While it’s pretty safe to say I won’t be hopping in the Land Cruiser to pick up anything off that page, I did like the one ad showing a silhouette of a comb and scissors advertising a free haircut. I'm sure it's probably a Vidal Sassoon or José Eber student looking for people to practice their faux hipster cuts on.

What could possibly go wrong?

As long as I don’t have to sit on one of those couches while they're cutting my hair, I might think about it.

Saturday, March 7, 2015

Riding the news cycle

If you've been anywhere on planet earth this week, you know Harrison Ford crash landed his vintage plane on Pen Mar Golf Course in Santa Monica. As you'd expect, the farce and con that is social media ran rampant with Han Solo, Millennium Falcon, Chewie, Indiana Jones and Brian Williams jokes. I've included a couple of my favorites.

Fortunately Mr. Ford survived the landing with a cut head, broken ankle and fractured pelvis.

He's a big star so it's a big story. But here's the thing: is this story about his wife racing to the hospital to be at his side news?

Obviously Calista Flockhart has read the celebrity wife manual, which states very clearly in section 4a, paragraph 3.1.1, that a wife must race to her husband's side if he's been in a plane crash.
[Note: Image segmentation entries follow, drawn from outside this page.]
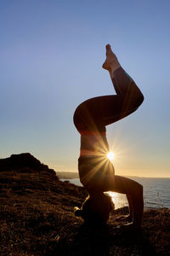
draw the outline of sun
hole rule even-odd
[[[112,161],[115,158],[115,154],[112,151],[107,153],[107,158]]]

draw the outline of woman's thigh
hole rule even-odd
[[[80,104],[74,113],[77,130],[98,128],[116,122],[130,113],[123,113],[123,98],[121,96],[104,96],[87,100]]]

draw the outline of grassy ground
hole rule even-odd
[[[170,255],[170,209],[144,212],[140,232],[117,224],[89,228],[74,216],[87,192],[48,172],[0,172],[0,255]]]

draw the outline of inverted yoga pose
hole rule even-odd
[[[105,191],[126,194],[129,218],[133,226],[139,227],[143,217],[143,187],[129,178],[115,175],[106,157],[109,144],[105,126],[133,113],[144,96],[134,81],[121,67],[110,44],[106,45],[106,60],[103,68],[110,73],[116,95],[88,99],[81,103],[74,113],[74,124],[81,135],[78,171],[80,181],[93,198]]]

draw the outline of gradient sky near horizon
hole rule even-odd
[[[77,172],[72,116],[82,101],[115,94],[101,66],[110,44],[144,96],[107,127],[117,175],[170,177],[170,2],[1,1],[0,158],[30,152]]]

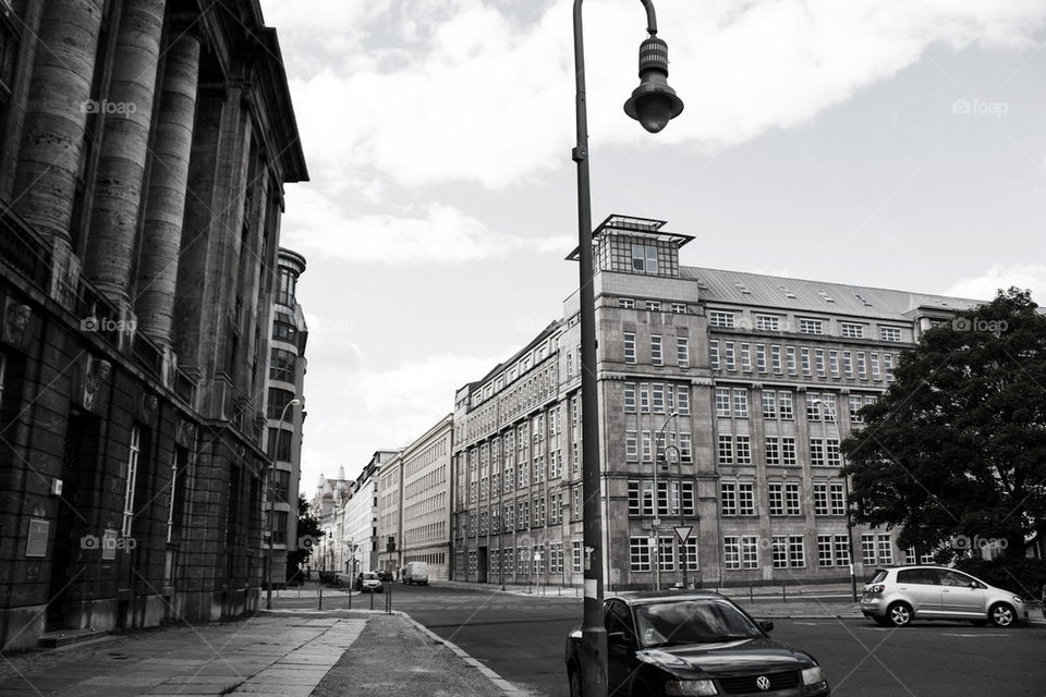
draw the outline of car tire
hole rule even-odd
[[[567,669],[567,680],[570,681],[570,697],[584,697],[581,683],[581,671],[571,665]]]
[[[992,624],[995,626],[1008,627],[1012,626],[1017,620],[1017,612],[1005,602],[997,602],[988,608],[988,617],[990,617]]]
[[[895,602],[886,609],[887,620],[895,627],[907,627],[914,619],[912,608],[907,602]]]

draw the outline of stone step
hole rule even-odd
[[[107,636],[109,636],[108,629],[58,629],[41,635],[38,646],[44,649],[58,649],[73,644],[95,641]]]

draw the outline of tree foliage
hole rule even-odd
[[[940,561],[1046,539],[1046,316],[1026,291],[922,334],[843,441],[858,522]]]
[[[308,501],[297,497],[297,549],[287,553],[287,577],[294,578],[313,554],[315,540],[319,539],[319,521],[308,513]]]

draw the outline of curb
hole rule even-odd
[[[495,685],[498,689],[500,689],[503,695],[509,695],[510,697],[528,697],[528,693],[520,689],[519,687],[516,687],[515,685],[513,685],[512,683],[510,683],[509,681],[504,680],[503,677],[501,677],[500,675],[498,675],[496,672],[494,672],[492,670],[490,670],[489,668],[487,668],[486,665],[484,665],[481,661],[477,661],[476,659],[472,658],[464,649],[462,649],[461,647],[459,647],[459,646],[458,646],[457,644],[454,644],[453,641],[450,641],[450,640],[445,639],[443,637],[439,636],[438,634],[436,634],[435,632],[433,632],[431,629],[429,629],[429,628],[426,627],[424,624],[422,624],[421,622],[418,622],[417,620],[415,620],[415,619],[412,617],[411,615],[406,614],[405,612],[401,612],[401,611],[399,611],[399,610],[393,610],[392,612],[393,612],[393,614],[398,614],[398,615],[404,617],[408,622],[410,622],[410,623],[413,624],[415,627],[417,627],[417,629],[421,631],[422,634],[426,635],[426,636],[429,637],[431,640],[436,641],[437,644],[442,644],[443,646],[446,646],[447,648],[449,648],[451,651],[454,652],[454,655],[455,655],[458,658],[460,658],[460,659],[461,659],[462,661],[464,661],[466,664],[469,664],[469,665],[471,665],[472,668],[474,668],[474,669],[476,669],[477,671],[479,671],[479,673],[481,673],[484,677],[486,677],[486,678],[489,680],[491,683],[494,683],[494,685]]]

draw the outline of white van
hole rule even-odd
[[[401,579],[405,584],[428,585],[428,562],[408,562],[403,567]]]

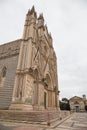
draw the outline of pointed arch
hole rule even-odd
[[[4,66],[4,67],[2,68],[2,72],[1,72],[2,78],[6,77],[6,72],[7,72],[7,68],[6,68],[6,66]]]

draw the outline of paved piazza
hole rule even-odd
[[[87,113],[74,113],[51,126],[41,124],[21,124],[0,122],[0,130],[87,130]]]

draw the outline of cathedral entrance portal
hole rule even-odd
[[[46,97],[47,97],[47,94],[46,94],[46,92],[44,92],[44,108],[46,109]]]

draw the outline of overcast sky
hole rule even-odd
[[[60,97],[87,96],[87,0],[0,0],[0,44],[22,38],[33,5],[53,37]]]

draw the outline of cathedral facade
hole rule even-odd
[[[57,58],[51,34],[34,7],[23,37],[0,45],[0,109],[59,109]]]

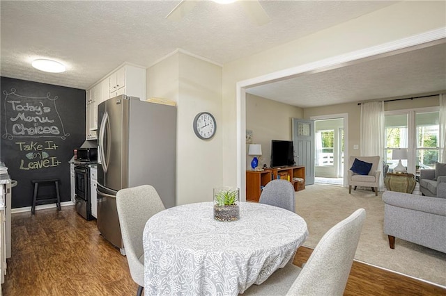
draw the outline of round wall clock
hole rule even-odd
[[[202,140],[210,139],[215,134],[217,122],[213,115],[208,112],[199,113],[194,118],[194,131]]]

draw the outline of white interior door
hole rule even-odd
[[[314,120],[293,118],[293,146],[296,165],[305,166],[305,185],[314,183]]]

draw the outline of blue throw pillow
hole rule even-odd
[[[356,174],[367,175],[371,169],[371,163],[366,163],[365,161],[362,161],[357,158],[355,158],[353,165],[351,166],[350,170]]]

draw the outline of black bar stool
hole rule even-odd
[[[31,213],[34,215],[36,213],[36,205],[49,204],[56,202],[57,210],[61,211],[61,196],[59,191],[59,184],[61,182],[60,179],[50,179],[46,180],[33,180],[31,183],[34,186],[34,195],[33,195],[33,206],[31,206]],[[54,186],[56,189],[56,195],[38,195],[39,185],[40,186]]]

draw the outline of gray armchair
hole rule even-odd
[[[385,191],[384,233],[446,253],[446,199]]]
[[[354,173],[350,170],[355,162],[355,158],[360,161],[371,163],[371,168],[369,172],[369,174],[362,175]],[[355,190],[357,186],[371,187],[372,191],[375,192],[375,195],[378,195],[378,186],[379,183],[379,176],[381,173],[378,170],[380,163],[379,156],[350,156],[348,158],[348,193],[351,194],[351,186],[355,186]]]
[[[420,171],[420,191],[423,195],[446,198],[446,175],[438,174],[438,172],[436,174],[436,170]]]
[[[259,203],[278,206],[295,213],[294,187],[286,180],[272,180],[263,188]]]

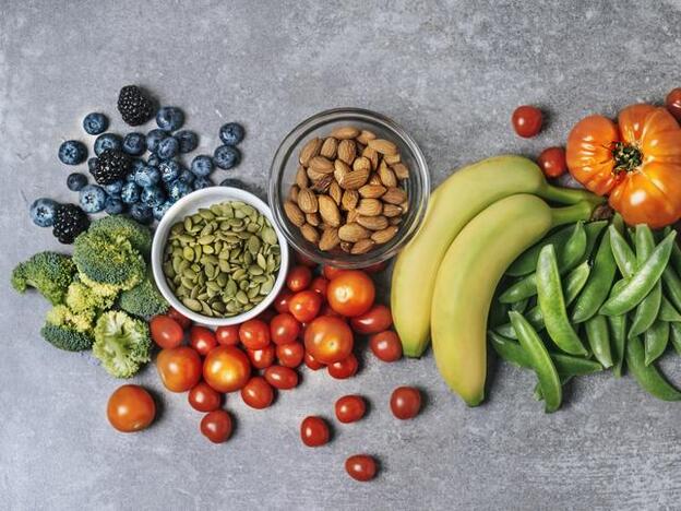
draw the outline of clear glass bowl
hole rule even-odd
[[[402,162],[409,167],[409,179],[403,185],[408,194],[409,207],[395,237],[384,245],[363,254],[349,254],[340,250],[322,251],[306,240],[284,213],[284,201],[295,183],[298,154],[304,143],[314,136],[328,136],[334,128],[355,126],[373,131],[378,138],[386,139],[399,147]],[[430,195],[428,165],[416,141],[392,119],[374,111],[359,108],[337,108],[322,111],[298,124],[286,135],[277,148],[270,169],[268,200],[277,227],[298,252],[323,264],[344,269],[366,268],[395,255],[416,234]]]

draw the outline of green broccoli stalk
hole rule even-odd
[[[38,252],[14,268],[12,287],[19,293],[35,287],[52,305],[58,305],[63,302],[74,273],[75,264],[69,255]]]
[[[146,322],[126,312],[103,313],[95,325],[93,355],[116,378],[130,378],[151,360],[152,341]]]

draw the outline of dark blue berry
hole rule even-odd
[[[223,124],[219,132],[220,140],[225,145],[237,145],[243,140],[244,134],[243,127],[238,122]]]
[[[77,140],[67,140],[59,146],[59,159],[64,165],[79,165],[85,162],[87,147]]]
[[[107,119],[107,116],[99,114],[98,111],[87,114],[83,119],[83,129],[87,134],[104,133],[108,127],[109,119]]]

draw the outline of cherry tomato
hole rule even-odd
[[[213,412],[219,408],[223,396],[205,381],[196,383],[188,394],[189,404],[198,412]]]
[[[162,348],[174,348],[182,344],[184,331],[180,323],[167,316],[154,316],[150,321],[152,338]]]
[[[395,332],[386,330],[369,338],[369,347],[377,358],[383,361],[395,361],[402,358],[402,342]]]
[[[320,447],[328,442],[328,425],[322,417],[309,416],[300,424],[300,440],[308,447]]]
[[[219,344],[226,346],[239,344],[239,325],[230,324],[229,326],[218,326],[215,331],[215,337]]]
[[[203,361],[203,379],[218,392],[241,389],[251,377],[251,363],[236,346],[217,346]]]
[[[312,321],[304,335],[306,352],[322,364],[333,364],[353,353],[355,340],[345,321],[333,316],[320,316]]]
[[[201,357],[194,348],[165,348],[156,357],[160,381],[170,392],[187,392],[201,380]]]
[[[189,345],[199,352],[199,355],[205,357],[211,349],[217,346],[217,338],[211,329],[194,325],[189,331]]]
[[[122,385],[113,391],[107,403],[107,417],[121,432],[140,431],[156,417],[156,404],[140,385]]]
[[[375,287],[365,272],[347,270],[328,283],[326,299],[342,316],[354,317],[367,312],[373,305]]]
[[[414,387],[398,387],[391,395],[391,409],[401,420],[416,417],[421,409],[421,393]]]
[[[563,147],[545,148],[539,158],[537,158],[537,163],[546,177],[557,178],[568,171],[565,150]]]
[[[224,409],[207,413],[201,419],[201,432],[213,443],[223,443],[231,436],[231,416]]]
[[[264,377],[267,383],[279,390],[289,390],[298,384],[298,373],[290,367],[270,366]]]
[[[336,401],[334,409],[340,423],[356,423],[367,413],[367,402],[361,395],[344,395]]]
[[[313,290],[296,293],[289,304],[288,311],[301,323],[307,323],[316,318],[322,307],[322,297]]]
[[[239,340],[249,349],[262,349],[270,344],[270,326],[261,320],[248,320],[239,326]]]
[[[266,408],[274,401],[274,389],[263,377],[253,377],[241,389],[241,399],[251,408]]]
[[[270,322],[270,336],[274,344],[289,344],[298,338],[300,323],[288,312],[275,316]]]
[[[345,472],[353,479],[366,483],[375,477],[377,462],[368,454],[355,454],[345,461]]]
[[[387,330],[393,324],[390,308],[377,304],[367,312],[350,320],[350,326],[360,335],[369,335]]]

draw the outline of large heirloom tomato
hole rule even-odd
[[[630,225],[658,228],[681,217],[681,128],[669,111],[632,105],[618,122],[582,119],[566,146],[568,168]]]

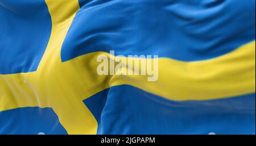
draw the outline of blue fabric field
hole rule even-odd
[[[255,0],[0,0],[0,134],[255,135]],[[98,74],[110,51],[158,55],[158,80]]]

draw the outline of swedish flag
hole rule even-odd
[[[255,0],[0,0],[1,134],[255,134]],[[99,55],[158,55],[158,79]]]

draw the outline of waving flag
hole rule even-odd
[[[0,134],[255,134],[255,0],[0,0]],[[98,74],[99,56],[130,55],[157,55],[157,80]]]

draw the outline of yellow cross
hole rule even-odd
[[[255,41],[206,61],[160,59],[159,79],[154,82],[147,82],[146,76],[98,76],[96,59],[99,55],[109,56],[104,52],[61,62],[61,45],[79,9],[78,0],[46,2],[52,28],[45,53],[36,72],[0,75],[0,111],[49,107],[69,134],[95,134],[97,121],[82,101],[112,86],[129,84],[176,101],[226,98],[255,91]]]

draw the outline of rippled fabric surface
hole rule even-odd
[[[255,134],[254,0],[0,0],[0,134]],[[158,55],[158,80],[97,57]]]

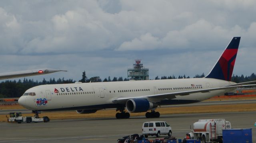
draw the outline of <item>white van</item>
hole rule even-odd
[[[172,135],[172,127],[166,122],[163,121],[148,121],[143,123],[142,134],[145,137],[148,135],[160,137],[160,134]]]

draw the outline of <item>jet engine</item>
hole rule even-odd
[[[126,106],[127,110],[132,113],[144,112],[157,107],[157,105],[143,98],[129,99],[126,102]]]
[[[94,113],[96,111],[96,110],[76,110],[76,113],[78,114],[90,114],[90,113]]]

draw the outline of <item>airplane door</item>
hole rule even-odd
[[[101,98],[105,97],[105,92],[103,88],[99,88],[99,90],[100,90],[100,97]]]
[[[46,100],[52,100],[52,95],[51,92],[50,90],[46,90],[45,92],[46,94]]]
[[[157,90],[156,89],[156,86],[154,86],[154,91],[155,94],[157,94]]]

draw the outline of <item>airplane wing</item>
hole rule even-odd
[[[42,69],[0,73],[0,80],[45,74],[61,71],[63,71],[55,69]]]
[[[176,96],[184,96],[188,95],[192,93],[206,93],[210,92],[211,91],[214,91],[216,90],[220,90],[222,89],[228,89],[228,88],[235,88],[238,87],[242,87],[249,86],[255,86],[256,84],[248,84],[248,85],[236,85],[235,84],[232,86],[224,86],[218,87],[216,88],[212,88],[209,89],[199,89],[198,90],[189,90],[185,91],[181,91],[174,92],[170,92],[167,93],[164,93],[162,94],[154,94],[151,95],[147,95],[145,96],[140,96],[137,97],[120,97],[116,98],[114,99],[112,102],[114,103],[120,103],[123,104],[124,102],[126,102],[128,100],[132,98],[166,98],[169,99],[174,99],[176,98]]]
[[[248,82],[245,82],[238,83],[237,83],[237,84],[234,84],[229,85],[226,86],[225,87],[226,87],[226,87],[228,87],[228,86],[236,86],[236,85],[245,85],[245,84],[250,84],[250,83],[256,83],[256,80],[248,81]]]

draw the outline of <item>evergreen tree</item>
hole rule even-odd
[[[82,79],[79,80],[79,82],[82,82],[82,83],[85,83],[86,82],[87,79],[87,77],[86,76],[86,74],[85,73],[85,71],[84,71],[82,75]]]
[[[110,82],[111,81],[111,78],[110,78],[110,76],[108,76],[108,82]]]
[[[104,80],[103,80],[103,82],[106,82],[108,81],[108,80],[107,79],[107,78],[105,78],[105,79],[104,79]]]
[[[123,77],[122,77],[122,76],[119,77],[119,78],[118,78],[118,79],[117,80],[117,81],[124,81],[124,80],[123,80]]]
[[[124,78],[124,81],[129,81],[129,79]]]
[[[114,78],[113,78],[113,80],[112,81],[117,81],[117,78],[116,77],[114,76]]]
It's a good thing she has the manual, because how else would she have known what to do?

It's sad when something so natural and decent and expected becomes a news story. It exploits their pain, and even though they're public figures I believe they have a right to privacy - such as it is with the interwebs - just like the rest of us.

Besides, if the news uses headlines to report on a wife going to her husband after an accident, it means I have to look harder for the story about Kim Kardashian dying her hair blonde.